I am trying to use Spring Integration with Spring batch.I am transforming my message Message to JobLaunchRequest
public class FileMessageToJobRequest {
private Job job;
private String fileParameterName;
public void setFileParameterName(String fileParameterName) {
this.fileParameterName = fileParameterName;
}
public void setJob(Job job) {
this.job = job;
}
public JobLaunchRequest toRequest(Message<File> message) throws IOException {
JobParametersBuilder jobParametersBuilder = new JobParametersBuilder();
String fileName = message.getPayload().getName();
String currentDateTime = LocalDateTime.now().toString();
logger.info("currentDateTime"+currentDateTime);
jobParametersBuilder.addString(this.fileName, fileName);
jobParametersBuilder.addString(this.currentDateTime, currentDateTime);
return new JobLaunchRequest(job, jobParametersBuilder.toJobParameters());
}
}
here is my Integration flow
return IntegrationFlows.
from(Files.inboundAdapter(new File("landing"))
.preventDuplicates() .patternFilter("*.txt")
, e -> e.poller(Pollers.fixedDelay(2500) .maxMessagesPerPoll(15)
.taskExecutor(getFileProcessExecutor())))
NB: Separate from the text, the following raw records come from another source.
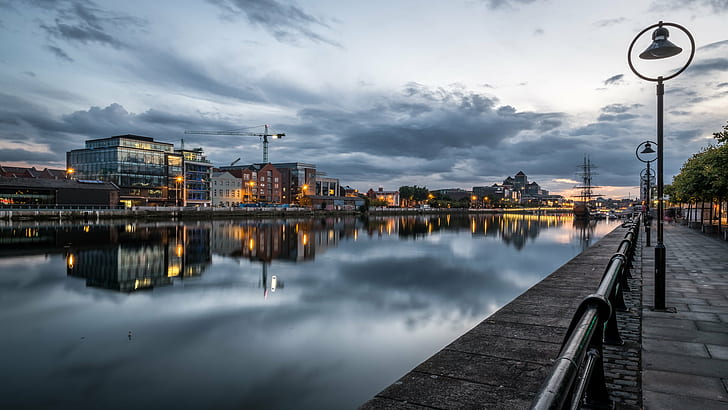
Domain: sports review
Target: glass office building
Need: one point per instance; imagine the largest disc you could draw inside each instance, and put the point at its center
(146, 171)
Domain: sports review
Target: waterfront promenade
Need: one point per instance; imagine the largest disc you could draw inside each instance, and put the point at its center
(685, 353)
(670, 360)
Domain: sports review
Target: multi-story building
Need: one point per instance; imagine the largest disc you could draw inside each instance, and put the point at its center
(455, 194)
(147, 172)
(227, 189)
(326, 186)
(390, 197)
(298, 180)
(269, 188)
(197, 177)
(295, 179)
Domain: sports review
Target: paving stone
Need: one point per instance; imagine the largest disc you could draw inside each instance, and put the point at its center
(666, 401)
(718, 352)
(685, 384)
(676, 347)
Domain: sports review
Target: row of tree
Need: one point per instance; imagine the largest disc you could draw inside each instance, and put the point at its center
(704, 177)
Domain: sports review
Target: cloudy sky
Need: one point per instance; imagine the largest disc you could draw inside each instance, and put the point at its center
(443, 94)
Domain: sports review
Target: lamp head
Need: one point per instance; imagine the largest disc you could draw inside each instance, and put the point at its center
(661, 47)
(648, 149)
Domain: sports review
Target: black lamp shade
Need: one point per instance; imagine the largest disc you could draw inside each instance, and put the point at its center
(661, 47)
(648, 149)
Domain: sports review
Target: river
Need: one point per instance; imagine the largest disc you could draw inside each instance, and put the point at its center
(242, 314)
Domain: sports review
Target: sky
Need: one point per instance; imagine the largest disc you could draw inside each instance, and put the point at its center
(441, 94)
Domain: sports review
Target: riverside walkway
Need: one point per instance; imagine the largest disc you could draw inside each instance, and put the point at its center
(685, 354)
(668, 360)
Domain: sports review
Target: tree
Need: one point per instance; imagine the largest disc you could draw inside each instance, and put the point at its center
(704, 177)
(722, 136)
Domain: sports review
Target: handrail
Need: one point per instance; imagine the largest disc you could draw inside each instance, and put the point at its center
(578, 372)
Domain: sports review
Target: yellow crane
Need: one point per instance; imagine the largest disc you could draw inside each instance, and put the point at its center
(264, 136)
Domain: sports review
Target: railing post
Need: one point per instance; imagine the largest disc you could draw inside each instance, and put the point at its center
(597, 394)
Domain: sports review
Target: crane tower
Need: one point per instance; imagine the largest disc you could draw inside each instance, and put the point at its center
(264, 136)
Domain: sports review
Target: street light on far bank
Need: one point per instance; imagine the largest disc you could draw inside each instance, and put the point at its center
(660, 48)
(646, 155)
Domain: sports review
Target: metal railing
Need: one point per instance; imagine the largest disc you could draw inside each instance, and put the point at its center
(51, 207)
(577, 376)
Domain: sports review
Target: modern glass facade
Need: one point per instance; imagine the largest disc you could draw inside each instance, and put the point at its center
(145, 170)
(198, 177)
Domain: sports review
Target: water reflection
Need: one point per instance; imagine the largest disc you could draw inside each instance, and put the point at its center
(307, 313)
(132, 257)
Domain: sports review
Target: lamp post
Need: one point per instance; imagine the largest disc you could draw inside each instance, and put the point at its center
(647, 156)
(660, 48)
(177, 180)
(252, 184)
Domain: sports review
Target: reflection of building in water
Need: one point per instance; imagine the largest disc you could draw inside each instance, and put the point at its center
(585, 229)
(285, 240)
(143, 257)
(515, 229)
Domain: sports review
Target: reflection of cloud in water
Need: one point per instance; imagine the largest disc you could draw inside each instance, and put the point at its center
(419, 286)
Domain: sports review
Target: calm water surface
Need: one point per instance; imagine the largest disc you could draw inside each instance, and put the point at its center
(278, 314)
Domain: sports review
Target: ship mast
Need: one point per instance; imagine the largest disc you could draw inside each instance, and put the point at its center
(586, 187)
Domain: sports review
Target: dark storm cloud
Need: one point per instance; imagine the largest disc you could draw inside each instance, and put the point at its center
(168, 69)
(59, 53)
(614, 80)
(506, 4)
(702, 67)
(619, 112)
(82, 21)
(610, 22)
(425, 123)
(620, 108)
(717, 6)
(287, 23)
(29, 155)
(713, 46)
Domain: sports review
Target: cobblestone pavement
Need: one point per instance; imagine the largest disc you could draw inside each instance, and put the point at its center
(622, 363)
(685, 353)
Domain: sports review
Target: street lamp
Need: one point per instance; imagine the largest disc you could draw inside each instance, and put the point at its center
(660, 48)
(252, 191)
(647, 156)
(178, 180)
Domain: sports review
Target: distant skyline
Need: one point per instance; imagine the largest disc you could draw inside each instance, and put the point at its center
(411, 92)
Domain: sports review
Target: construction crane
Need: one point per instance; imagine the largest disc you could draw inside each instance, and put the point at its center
(264, 136)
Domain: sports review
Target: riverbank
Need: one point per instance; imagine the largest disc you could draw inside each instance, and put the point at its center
(670, 359)
(502, 362)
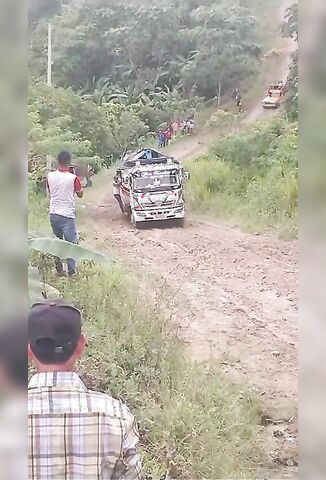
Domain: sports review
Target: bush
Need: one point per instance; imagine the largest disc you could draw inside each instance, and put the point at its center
(251, 177)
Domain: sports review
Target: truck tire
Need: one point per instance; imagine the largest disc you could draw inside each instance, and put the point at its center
(135, 224)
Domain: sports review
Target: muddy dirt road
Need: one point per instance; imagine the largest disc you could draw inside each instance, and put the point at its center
(234, 297)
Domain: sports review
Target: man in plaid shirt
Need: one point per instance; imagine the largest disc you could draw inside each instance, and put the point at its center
(74, 433)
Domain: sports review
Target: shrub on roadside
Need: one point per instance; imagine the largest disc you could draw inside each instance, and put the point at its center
(251, 178)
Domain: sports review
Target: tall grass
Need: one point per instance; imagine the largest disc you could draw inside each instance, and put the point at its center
(194, 423)
(250, 177)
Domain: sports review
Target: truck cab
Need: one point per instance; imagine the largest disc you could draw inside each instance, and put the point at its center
(152, 189)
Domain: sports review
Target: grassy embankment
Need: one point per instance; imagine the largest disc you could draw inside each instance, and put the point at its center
(250, 178)
(193, 422)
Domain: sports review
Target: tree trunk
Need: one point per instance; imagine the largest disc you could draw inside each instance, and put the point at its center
(219, 93)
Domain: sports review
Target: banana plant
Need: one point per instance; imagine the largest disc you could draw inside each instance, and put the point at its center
(37, 287)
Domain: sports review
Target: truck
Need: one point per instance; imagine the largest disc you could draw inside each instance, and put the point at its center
(276, 91)
(149, 186)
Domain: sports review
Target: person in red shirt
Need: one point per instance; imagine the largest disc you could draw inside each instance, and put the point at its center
(63, 185)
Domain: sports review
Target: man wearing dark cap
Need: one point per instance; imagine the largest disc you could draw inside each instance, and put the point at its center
(74, 433)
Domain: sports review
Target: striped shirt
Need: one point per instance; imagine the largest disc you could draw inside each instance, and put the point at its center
(62, 186)
(77, 434)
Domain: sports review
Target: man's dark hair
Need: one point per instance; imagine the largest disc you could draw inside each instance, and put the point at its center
(64, 158)
(13, 351)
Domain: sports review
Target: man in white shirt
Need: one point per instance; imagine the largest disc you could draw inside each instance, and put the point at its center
(63, 185)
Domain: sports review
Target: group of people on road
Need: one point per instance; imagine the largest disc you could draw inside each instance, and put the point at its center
(237, 97)
(165, 135)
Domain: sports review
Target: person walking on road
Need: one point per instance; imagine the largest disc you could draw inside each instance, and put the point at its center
(62, 186)
(73, 432)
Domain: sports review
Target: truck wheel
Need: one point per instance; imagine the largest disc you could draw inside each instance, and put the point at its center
(135, 224)
(180, 222)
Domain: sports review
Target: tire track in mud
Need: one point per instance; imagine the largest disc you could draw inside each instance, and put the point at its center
(233, 297)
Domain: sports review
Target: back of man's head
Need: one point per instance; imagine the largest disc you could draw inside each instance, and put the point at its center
(64, 158)
(13, 353)
(54, 332)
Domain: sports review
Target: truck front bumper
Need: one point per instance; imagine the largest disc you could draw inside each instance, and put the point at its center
(161, 214)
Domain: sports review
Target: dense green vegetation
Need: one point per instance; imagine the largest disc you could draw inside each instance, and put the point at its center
(121, 70)
(251, 178)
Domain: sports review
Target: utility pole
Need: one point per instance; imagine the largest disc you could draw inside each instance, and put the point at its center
(49, 54)
(49, 82)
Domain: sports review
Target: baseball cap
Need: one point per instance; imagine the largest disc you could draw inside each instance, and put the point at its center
(54, 329)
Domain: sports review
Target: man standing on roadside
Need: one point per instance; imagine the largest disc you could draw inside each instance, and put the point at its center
(73, 432)
(63, 184)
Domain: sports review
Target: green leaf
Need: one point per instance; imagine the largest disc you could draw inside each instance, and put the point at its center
(63, 249)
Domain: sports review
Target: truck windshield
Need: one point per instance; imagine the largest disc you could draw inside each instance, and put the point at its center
(158, 183)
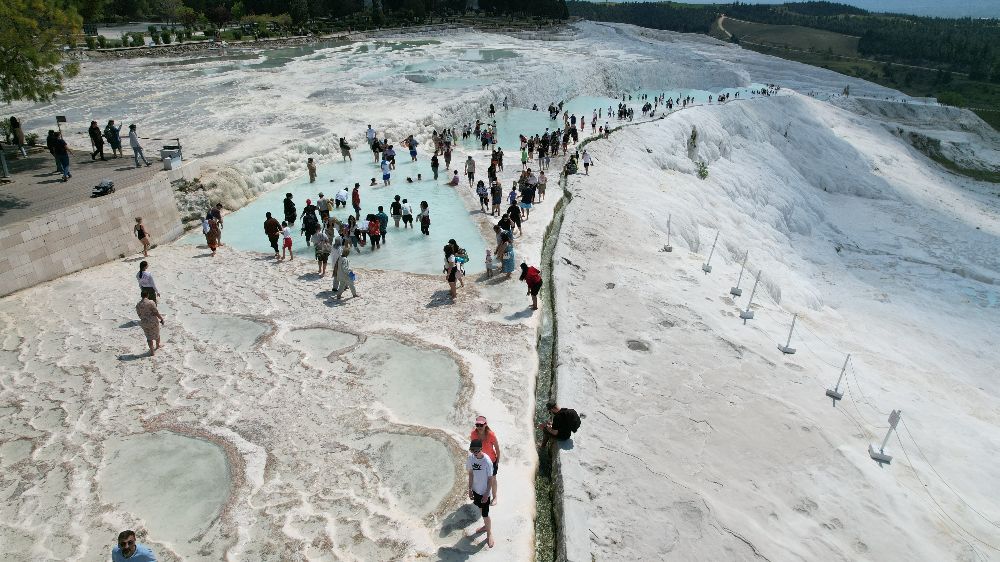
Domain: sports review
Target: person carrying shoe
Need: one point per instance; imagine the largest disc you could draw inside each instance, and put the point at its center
(97, 139)
(133, 141)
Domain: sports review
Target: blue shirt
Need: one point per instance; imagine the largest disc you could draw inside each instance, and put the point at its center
(142, 554)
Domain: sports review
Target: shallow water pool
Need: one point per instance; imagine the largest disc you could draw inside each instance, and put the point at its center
(405, 249)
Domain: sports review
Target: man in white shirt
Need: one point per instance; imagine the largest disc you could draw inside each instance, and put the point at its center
(482, 486)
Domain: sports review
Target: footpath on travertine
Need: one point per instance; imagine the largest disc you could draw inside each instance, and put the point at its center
(38, 189)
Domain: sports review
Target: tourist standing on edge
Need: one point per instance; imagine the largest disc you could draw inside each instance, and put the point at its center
(142, 235)
(310, 222)
(18, 133)
(131, 551)
(147, 287)
(321, 242)
(384, 165)
(286, 243)
(150, 321)
(133, 141)
(533, 278)
(451, 270)
(425, 218)
(272, 228)
(214, 235)
(345, 150)
(97, 139)
(470, 169)
(343, 276)
(216, 213)
(482, 486)
(114, 137)
(383, 221)
(407, 211)
(324, 208)
(506, 252)
(396, 210)
(311, 166)
(61, 151)
(50, 140)
(496, 196)
(565, 422)
(491, 447)
(484, 195)
(290, 214)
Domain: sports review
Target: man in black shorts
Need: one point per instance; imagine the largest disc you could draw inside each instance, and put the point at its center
(482, 486)
(561, 426)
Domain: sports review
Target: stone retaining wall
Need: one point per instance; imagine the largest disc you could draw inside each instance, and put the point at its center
(89, 233)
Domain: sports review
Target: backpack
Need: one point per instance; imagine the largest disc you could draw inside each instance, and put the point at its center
(574, 419)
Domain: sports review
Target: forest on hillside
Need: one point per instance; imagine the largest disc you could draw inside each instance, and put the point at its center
(970, 46)
(220, 12)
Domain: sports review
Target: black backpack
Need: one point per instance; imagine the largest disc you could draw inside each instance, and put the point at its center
(574, 419)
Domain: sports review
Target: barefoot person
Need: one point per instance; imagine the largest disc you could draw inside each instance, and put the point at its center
(142, 235)
(482, 486)
(286, 243)
(272, 228)
(150, 321)
(130, 550)
(491, 446)
(533, 278)
(311, 166)
(322, 245)
(147, 287)
(565, 422)
(342, 274)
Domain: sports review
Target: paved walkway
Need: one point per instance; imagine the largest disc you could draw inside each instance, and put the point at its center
(38, 189)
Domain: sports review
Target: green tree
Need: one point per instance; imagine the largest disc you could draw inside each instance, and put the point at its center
(187, 16)
(951, 98)
(32, 34)
(298, 10)
(169, 9)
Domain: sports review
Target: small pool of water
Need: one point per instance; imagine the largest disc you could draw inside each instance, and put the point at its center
(405, 249)
(418, 470)
(408, 249)
(419, 386)
(176, 485)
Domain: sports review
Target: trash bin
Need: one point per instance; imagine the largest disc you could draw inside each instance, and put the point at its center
(171, 156)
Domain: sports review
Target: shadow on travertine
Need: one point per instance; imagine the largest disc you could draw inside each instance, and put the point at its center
(467, 546)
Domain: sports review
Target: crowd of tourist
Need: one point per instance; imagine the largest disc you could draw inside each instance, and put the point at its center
(369, 224)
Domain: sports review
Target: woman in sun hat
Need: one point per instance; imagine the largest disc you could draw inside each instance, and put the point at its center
(491, 446)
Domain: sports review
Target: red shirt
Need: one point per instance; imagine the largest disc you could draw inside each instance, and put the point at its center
(490, 445)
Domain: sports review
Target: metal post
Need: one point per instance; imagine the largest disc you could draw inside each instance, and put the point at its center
(785, 348)
(668, 247)
(706, 267)
(736, 291)
(748, 314)
(836, 394)
(880, 456)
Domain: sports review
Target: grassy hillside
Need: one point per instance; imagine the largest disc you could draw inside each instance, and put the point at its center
(791, 37)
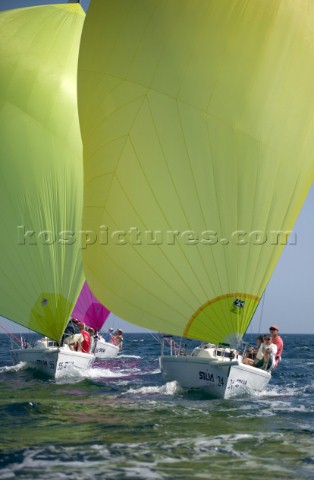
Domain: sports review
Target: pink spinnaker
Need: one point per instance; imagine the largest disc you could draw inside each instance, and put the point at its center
(89, 310)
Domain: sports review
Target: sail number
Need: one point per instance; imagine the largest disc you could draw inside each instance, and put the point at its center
(210, 377)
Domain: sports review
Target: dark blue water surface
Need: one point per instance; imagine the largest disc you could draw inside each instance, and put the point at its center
(121, 421)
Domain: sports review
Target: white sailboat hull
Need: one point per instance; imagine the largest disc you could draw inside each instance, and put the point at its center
(55, 362)
(220, 379)
(105, 350)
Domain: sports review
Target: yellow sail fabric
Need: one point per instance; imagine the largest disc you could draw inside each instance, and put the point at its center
(41, 176)
(197, 127)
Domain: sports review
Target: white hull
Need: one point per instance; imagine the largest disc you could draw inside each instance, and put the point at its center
(219, 377)
(105, 350)
(55, 362)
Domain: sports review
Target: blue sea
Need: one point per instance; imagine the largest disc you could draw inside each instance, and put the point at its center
(121, 421)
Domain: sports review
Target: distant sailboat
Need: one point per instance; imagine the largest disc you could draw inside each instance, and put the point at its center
(41, 179)
(91, 312)
(196, 120)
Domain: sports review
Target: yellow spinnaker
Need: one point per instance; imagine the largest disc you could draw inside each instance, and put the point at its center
(197, 127)
(41, 179)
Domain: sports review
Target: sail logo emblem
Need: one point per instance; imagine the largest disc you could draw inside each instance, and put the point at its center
(237, 303)
(44, 302)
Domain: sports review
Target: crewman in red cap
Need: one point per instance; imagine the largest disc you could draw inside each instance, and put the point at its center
(277, 340)
(84, 345)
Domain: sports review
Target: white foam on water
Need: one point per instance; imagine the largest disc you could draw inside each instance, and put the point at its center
(13, 368)
(169, 388)
(122, 355)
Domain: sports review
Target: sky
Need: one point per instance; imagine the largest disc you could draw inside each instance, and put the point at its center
(289, 298)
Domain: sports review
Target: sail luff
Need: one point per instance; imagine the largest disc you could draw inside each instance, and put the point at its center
(222, 90)
(41, 166)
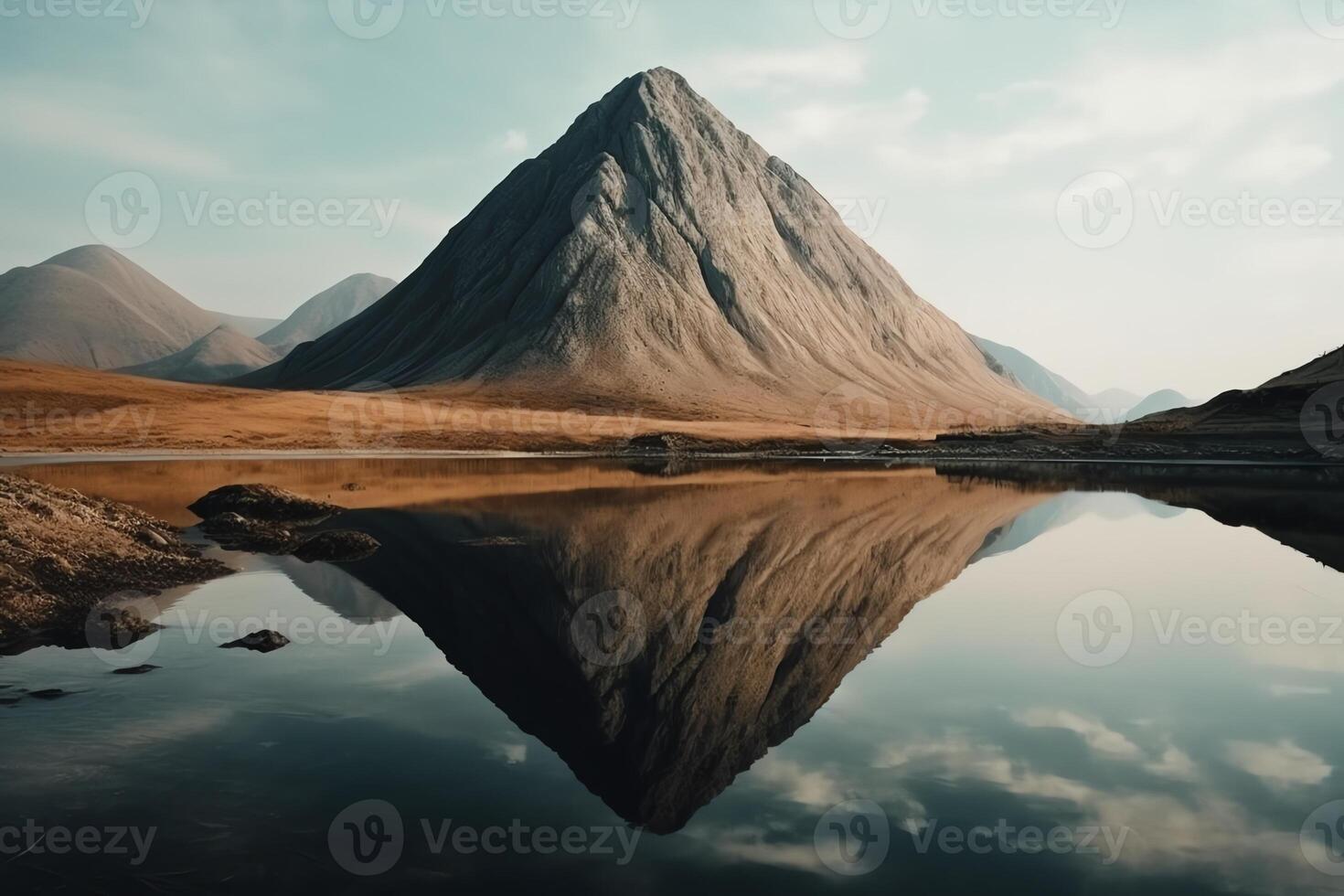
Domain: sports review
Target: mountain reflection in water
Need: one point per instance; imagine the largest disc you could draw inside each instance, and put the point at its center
(742, 597)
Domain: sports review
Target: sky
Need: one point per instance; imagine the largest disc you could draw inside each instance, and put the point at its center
(1138, 194)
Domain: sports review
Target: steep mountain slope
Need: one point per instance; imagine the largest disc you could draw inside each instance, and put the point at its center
(326, 311)
(220, 355)
(657, 257)
(91, 306)
(1157, 403)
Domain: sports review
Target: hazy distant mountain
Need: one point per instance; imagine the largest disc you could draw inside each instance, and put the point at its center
(222, 354)
(91, 306)
(253, 326)
(1104, 407)
(657, 257)
(326, 311)
(1157, 403)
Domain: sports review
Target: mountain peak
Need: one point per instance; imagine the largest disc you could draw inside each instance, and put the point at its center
(656, 255)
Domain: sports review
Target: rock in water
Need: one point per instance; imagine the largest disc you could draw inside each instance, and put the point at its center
(260, 643)
(261, 503)
(659, 258)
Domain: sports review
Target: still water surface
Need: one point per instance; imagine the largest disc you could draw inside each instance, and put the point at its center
(729, 680)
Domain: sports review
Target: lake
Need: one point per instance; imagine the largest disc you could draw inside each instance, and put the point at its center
(581, 676)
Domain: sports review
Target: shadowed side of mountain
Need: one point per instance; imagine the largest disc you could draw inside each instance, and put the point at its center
(222, 355)
(1281, 407)
(325, 312)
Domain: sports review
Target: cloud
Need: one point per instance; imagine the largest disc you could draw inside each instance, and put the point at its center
(1283, 764)
(781, 70)
(1281, 162)
(1094, 733)
(1204, 100)
(815, 789)
(50, 123)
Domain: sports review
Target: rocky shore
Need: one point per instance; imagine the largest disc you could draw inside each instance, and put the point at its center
(62, 554)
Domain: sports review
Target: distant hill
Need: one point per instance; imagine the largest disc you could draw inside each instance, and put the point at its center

.transform(fileMessageToJobRequest)
.handle(jobLaunchingGw(jobLauncher)).get();
#Bean
public MessageHandler jobLaunchingGw(JobLauncher jobLauncher)
{
return new JobLaunchingGateway(jobLauncher);
}
For some reason one of the files of the two that print the same time is not getting processed if two files print the same currentDateTime.The files are most likely to come at the same time.I am using ThreadPoolTaskExecutor corepool size,max pool size ,queue capacity is 15
String currentDateTime = LocalDateTime.now().toString();
the file is not getting processed.I am assuming this is some kind of race condition.I even tried synchronized on the JobLaunchRequest.Is this a race condition?Why would a message drop?
I am using Spring Integration 4.2.6 all latest versions(almost) of Spring.